The Energy Cloud – the end result of an evolutionary shift away from a financial and engineering model that relies on large centralized power plants owned by utilities to one that is more diverse, in terms of sources of generation and ownership of assets, and enables the integration of new, distributed energy resources in addition to traditional generation – provides a rich ecosystem for breeding innovation as energy becomes increasingly democratized.  As depicted in the graphic below, the hallmark of the Energy Cloud is a shift away from one-way power flows to bidirectional flows in which consumers become both consumers and producers of power:

The Energy Cloud

(Source: Navigant Research)

Lessons from the Revolution

There are many lessons from the Internet revolution that can be applied to the Energy Cloud.  Open and closed Energy Cloud models alike must balance the need for access, reliability, safety, and ultimately, innovation.

The question comes down to this: will the Energy Cloud take the form of a walled garden, as CompuServe and America Online attempted in the early days of the Internet and Facebook is doing today, or will it remain an open landscape?  Or, perhaps of more relevance to stakeholders, which model best serves the goal of fostering a thriving, ubiquitous Energy Cloud?

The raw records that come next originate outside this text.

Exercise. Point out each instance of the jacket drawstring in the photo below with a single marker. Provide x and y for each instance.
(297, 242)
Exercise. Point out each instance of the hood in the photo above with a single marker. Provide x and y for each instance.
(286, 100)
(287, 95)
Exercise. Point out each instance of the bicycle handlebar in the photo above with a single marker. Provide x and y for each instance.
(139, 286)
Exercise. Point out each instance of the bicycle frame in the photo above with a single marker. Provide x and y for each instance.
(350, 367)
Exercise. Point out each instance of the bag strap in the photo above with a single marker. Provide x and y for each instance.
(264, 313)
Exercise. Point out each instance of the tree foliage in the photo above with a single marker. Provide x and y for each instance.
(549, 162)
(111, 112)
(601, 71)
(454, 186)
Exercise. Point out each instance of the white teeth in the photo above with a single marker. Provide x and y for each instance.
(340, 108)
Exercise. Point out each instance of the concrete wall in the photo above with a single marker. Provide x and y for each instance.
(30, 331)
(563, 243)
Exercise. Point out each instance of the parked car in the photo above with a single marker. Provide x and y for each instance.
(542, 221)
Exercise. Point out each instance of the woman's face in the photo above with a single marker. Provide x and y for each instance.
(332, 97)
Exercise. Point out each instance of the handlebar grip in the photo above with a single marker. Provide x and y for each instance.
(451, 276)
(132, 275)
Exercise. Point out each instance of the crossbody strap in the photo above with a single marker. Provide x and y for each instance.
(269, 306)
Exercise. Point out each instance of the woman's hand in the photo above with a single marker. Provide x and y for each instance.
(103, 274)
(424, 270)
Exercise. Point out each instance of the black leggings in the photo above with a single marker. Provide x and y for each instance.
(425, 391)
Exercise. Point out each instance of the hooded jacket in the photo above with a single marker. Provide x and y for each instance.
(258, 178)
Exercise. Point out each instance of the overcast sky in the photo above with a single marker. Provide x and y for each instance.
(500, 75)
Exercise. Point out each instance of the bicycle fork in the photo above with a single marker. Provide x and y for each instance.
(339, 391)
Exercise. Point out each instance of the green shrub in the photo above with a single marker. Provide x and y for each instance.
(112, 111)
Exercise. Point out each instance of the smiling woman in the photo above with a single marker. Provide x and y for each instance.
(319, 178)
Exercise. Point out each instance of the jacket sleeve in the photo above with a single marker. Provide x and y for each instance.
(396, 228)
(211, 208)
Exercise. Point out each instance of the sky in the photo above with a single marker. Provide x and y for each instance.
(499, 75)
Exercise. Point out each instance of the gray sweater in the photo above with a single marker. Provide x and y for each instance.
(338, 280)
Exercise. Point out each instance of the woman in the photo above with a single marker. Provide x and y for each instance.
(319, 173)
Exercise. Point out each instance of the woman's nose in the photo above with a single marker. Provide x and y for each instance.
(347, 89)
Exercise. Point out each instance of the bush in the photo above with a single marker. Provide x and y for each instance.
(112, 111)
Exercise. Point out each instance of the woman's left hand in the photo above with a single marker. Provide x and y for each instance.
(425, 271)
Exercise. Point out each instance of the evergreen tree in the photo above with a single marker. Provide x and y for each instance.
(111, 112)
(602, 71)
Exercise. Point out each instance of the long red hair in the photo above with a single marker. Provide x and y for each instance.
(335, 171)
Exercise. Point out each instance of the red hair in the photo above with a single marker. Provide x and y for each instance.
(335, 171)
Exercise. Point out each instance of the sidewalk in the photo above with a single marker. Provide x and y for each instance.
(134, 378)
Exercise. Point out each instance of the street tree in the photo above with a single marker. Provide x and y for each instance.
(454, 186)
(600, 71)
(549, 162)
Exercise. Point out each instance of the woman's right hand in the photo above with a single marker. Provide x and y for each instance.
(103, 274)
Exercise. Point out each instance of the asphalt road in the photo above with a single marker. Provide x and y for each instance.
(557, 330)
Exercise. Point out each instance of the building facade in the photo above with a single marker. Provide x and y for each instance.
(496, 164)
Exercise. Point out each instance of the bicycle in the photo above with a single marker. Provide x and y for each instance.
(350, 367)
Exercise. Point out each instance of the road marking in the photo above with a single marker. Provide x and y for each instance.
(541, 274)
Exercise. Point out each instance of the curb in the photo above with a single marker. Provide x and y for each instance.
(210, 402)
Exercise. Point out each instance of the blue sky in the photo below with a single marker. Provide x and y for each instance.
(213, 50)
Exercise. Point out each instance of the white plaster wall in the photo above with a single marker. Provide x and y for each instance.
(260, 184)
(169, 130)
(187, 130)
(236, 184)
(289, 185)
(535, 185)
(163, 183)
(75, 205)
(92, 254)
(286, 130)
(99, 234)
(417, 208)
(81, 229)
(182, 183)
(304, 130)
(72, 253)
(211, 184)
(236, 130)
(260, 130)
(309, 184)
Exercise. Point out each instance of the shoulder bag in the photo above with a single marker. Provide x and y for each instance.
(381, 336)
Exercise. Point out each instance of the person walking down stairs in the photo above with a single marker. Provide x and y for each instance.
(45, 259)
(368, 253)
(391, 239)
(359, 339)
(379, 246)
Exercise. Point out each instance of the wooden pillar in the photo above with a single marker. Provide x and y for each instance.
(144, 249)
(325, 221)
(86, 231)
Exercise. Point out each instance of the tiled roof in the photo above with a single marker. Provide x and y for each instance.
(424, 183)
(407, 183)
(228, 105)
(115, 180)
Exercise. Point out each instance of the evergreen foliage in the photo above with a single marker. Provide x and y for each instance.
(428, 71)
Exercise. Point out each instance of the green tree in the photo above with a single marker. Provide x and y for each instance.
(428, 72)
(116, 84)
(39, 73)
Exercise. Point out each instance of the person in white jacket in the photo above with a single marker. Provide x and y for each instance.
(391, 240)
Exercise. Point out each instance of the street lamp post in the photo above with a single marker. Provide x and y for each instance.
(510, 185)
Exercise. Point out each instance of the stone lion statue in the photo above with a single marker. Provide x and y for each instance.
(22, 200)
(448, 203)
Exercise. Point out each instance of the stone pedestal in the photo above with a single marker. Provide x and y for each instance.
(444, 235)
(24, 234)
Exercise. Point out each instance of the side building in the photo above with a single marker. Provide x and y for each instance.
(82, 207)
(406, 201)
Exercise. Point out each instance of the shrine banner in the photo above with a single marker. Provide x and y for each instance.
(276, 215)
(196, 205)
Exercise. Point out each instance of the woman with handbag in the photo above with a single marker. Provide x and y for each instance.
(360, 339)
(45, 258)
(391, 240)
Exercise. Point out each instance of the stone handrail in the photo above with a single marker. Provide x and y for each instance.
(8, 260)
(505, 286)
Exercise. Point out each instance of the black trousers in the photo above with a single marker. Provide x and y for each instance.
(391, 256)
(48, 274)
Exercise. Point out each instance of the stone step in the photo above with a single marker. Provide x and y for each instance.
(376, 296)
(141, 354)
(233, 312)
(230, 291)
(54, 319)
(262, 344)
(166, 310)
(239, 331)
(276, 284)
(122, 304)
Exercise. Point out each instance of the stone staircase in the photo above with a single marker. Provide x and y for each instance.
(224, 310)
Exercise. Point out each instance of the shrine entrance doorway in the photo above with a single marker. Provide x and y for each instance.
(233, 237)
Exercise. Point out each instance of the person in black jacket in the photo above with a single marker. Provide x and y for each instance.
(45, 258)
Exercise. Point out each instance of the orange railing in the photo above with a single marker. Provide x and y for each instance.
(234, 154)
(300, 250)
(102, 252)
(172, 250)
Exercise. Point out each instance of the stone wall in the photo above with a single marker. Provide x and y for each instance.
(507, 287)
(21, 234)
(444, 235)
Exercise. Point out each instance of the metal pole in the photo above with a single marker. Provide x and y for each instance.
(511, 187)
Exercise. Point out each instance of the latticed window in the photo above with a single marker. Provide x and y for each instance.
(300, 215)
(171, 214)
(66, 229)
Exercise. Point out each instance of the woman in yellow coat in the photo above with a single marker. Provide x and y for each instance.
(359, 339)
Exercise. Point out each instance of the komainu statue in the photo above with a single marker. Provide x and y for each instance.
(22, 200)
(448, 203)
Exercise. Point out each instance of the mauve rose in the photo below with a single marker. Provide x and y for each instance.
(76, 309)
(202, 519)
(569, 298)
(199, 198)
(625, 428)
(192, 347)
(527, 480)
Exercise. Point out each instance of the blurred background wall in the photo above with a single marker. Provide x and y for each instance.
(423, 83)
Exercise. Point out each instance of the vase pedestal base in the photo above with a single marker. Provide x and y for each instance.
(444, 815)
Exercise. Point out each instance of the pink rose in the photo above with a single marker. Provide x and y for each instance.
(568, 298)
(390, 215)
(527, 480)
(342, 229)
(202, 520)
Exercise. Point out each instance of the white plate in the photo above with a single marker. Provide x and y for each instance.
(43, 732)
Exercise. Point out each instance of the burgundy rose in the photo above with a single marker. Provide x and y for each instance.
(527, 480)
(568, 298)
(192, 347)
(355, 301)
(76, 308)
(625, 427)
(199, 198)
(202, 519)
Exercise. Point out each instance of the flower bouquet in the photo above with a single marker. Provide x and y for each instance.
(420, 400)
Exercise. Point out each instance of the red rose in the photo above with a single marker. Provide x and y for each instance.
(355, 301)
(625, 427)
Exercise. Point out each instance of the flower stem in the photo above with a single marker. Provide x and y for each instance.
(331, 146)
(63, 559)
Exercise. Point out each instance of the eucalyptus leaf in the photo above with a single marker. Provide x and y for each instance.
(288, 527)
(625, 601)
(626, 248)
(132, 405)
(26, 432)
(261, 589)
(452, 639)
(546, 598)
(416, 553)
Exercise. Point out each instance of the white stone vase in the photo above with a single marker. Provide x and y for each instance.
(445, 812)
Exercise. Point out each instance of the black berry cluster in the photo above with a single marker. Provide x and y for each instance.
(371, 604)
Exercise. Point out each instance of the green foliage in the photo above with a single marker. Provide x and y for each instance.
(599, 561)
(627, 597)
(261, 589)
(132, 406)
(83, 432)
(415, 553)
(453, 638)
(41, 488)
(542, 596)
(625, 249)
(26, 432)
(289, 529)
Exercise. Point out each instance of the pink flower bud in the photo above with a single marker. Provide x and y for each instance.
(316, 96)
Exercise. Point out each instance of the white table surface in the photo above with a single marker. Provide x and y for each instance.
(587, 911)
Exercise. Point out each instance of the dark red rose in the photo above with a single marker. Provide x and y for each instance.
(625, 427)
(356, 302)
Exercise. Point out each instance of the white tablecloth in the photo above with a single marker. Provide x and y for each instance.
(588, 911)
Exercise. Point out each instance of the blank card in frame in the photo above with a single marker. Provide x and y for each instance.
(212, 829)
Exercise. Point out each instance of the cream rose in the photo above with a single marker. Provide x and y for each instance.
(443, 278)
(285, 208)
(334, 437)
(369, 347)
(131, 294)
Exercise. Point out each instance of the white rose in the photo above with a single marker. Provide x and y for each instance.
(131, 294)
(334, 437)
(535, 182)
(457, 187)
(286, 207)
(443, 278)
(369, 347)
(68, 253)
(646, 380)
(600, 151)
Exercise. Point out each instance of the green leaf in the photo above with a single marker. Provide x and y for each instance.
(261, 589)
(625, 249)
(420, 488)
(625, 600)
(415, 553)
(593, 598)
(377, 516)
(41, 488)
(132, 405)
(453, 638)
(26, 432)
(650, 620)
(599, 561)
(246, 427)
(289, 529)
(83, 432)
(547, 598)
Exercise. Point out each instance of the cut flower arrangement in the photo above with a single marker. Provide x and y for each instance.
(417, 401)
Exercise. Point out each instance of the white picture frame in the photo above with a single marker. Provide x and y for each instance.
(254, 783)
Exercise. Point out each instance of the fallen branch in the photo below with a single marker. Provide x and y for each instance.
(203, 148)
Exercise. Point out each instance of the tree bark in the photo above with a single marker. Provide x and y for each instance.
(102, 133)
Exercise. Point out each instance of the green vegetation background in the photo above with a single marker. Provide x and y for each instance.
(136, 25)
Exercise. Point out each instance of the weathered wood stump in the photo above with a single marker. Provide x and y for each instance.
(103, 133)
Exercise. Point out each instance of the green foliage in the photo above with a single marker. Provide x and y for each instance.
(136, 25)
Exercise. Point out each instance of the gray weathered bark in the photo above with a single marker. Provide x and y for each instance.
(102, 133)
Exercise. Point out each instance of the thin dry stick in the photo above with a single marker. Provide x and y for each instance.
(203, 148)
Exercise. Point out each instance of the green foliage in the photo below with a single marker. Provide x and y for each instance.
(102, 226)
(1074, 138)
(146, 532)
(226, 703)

Likely, both open and closed models will play key roles, as the Energy Cloud will serve multiple objectives simultaneously.  According to an essay on the topic from PricewaterhouseCoopers, innovation is almost never an either/or choice.  As most companies have discovered, their innovation goals involve a complex mix of closed and open models that is uniquely tailored to their specific innovation objectives.

Customers and Providers

For the incumbent utility, for example, objectives remain focused on preserving market share and maintaining safety and reliability while also growing profitability.  For the consumer, access to inexpensive and reliable power around the clock and choice in how and by whom their energy is produced remain key objectives.  Some stakeholders will seek to maximize either one of these positions, while others will seek to bridge the two.

In either case, the emergence of the Energy Cloud will require a rethinking of standards, protocols, and relationships among stakeholders.  With a slew of innovative technologies gaining market share – solar PV, distributed storage, home energy management systems – the integration of these assets into an efficient and resilient system remains among the greatest challenges ahead for all Energy Cloud stakeholders, and will likely be where the greatest emphasis on innovation will occur.